As reported in The Lancet Oncology by Kanwal Raghav, MD, and colleagues, the phase II DESTINY-CRC02 trial has identified the preferred dosage of single-agent fam-trastuzumab deruxtecan-nxki (T-DXd) in patients with HER2-positive advanced colorectal cancer.
Kanwal Raghav, MD
Study Details
In the international study, with enrollment taking place between March 2021 and March 2022, patients with or without a RAS mutation were randomly assigned to receive T-DXd at 5.4 mg/kg (n = 40) or 6.4 mg/kg (n = 40) every 3 weeks; an additional 42 patients were then added to the 5.4-mg/kg group. In total, 51% of patients in the 5.4-mg/kg group and 60% in the 6.4-mg/kg group were Asian. The primary endpoint of the trial was confirmed objective response rate on blinded independent central review.
Responses
Median follow-up was 8.9 months in the 5.4-mg/kg group and 10.3 months in the 6.4-mg/kg group. Objective responses (all partial) were observed in 31 (37.8%, 95% confidence interval [CI] = 27.3%–49.2%) of 82 patients in the 5.4-mg/kg group and 11 (27.5%, 95% CI = 14.6%–43.9%) of 40 in the 6.4-mg/kg group. Median response duration was 5.5 months (95% CI = 4.2–8.1 months) in the 5.4-mg/kg group and 5.5 months (95% CI = 3.7 months to not evaluable) in the 6.4-mg/kg group.

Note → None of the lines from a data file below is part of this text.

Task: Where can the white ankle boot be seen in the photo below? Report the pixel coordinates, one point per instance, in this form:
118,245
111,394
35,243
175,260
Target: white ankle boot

In the 5.4-mg/kg group, objective responses were observed in 4 (28.6%, 95% CI = 8.4%–58.1%) of 14 patients with a RAS mutation, 27 (39.7%, 95% CI = 28.0%–52.3%) of 68 with wild-type RAS, 7 (41.2%, 95% CI = 18.4%–67.1%) of 17 who had received prior anti-HER2 treatment, and 24 (36.9%, 95% CI = 25.3%–49.8%) of 65 who had not received prior anti-HER2 treatment.
KEY POINTS
- Objective response was observed in 37.8% of the 5.4 mg/kg group and 27.5% of the 6.4 mg/kg group.
- Median response duration was 5.5 months in both groups.
Adverse Events
Grade ≥3 treatment-related adverse events occurred in 41% of patients in the 5.4-mg/kg group and 49% of those in the 6.4-mg/kg group; the most common were decreased neutrophils (in 16%), anemia (in 7%), nausea (in 7%), and decreased white blood cells (in 6%) in the 5.4 mg/kg group, and decreased neutrophils (in 26%), anemia (in 21%), decreased platelets (in 10%), and decreased white blood cells (in 10%) in the 6.4-mg/kg group. Drug-related serious adverse events occurred in 13% of the 5.4-mg/kg group, most commonly nausea (in 4%), and 15% of the 6.4-mg/kg group, most commonly fatigue, neutropenia, and thrombocytopenia (in 5% each). Treatment-related death occurred in one patient in the 5.4-mg/kg group, due to hepatic failure. Drug-related interstitial lung disease or pneumonitis occurred in 8% vs 13% of patients, respectively.
The investigators concluded, “The promising antitumor activity and favorable safety profile support [T-DXd at] 5.4 mg/kg as the optimal single-agent dose for patients with pretreated HER2-positive metastatic colorectal cancer, including those with RAS mutations, previous anti-HER2 therapy, or both.”
Dr. Raghav, of the Department of Gastrointestinal Medical Oncology, The University of Texas MD Anderson Cancer Center, is the corresponding author for The Lancet Oncology article.
Disclosure: The study was funded by Daiichi Sankyo and AstraZeneca. For full disclosures of the study authors, visit thelancet.com.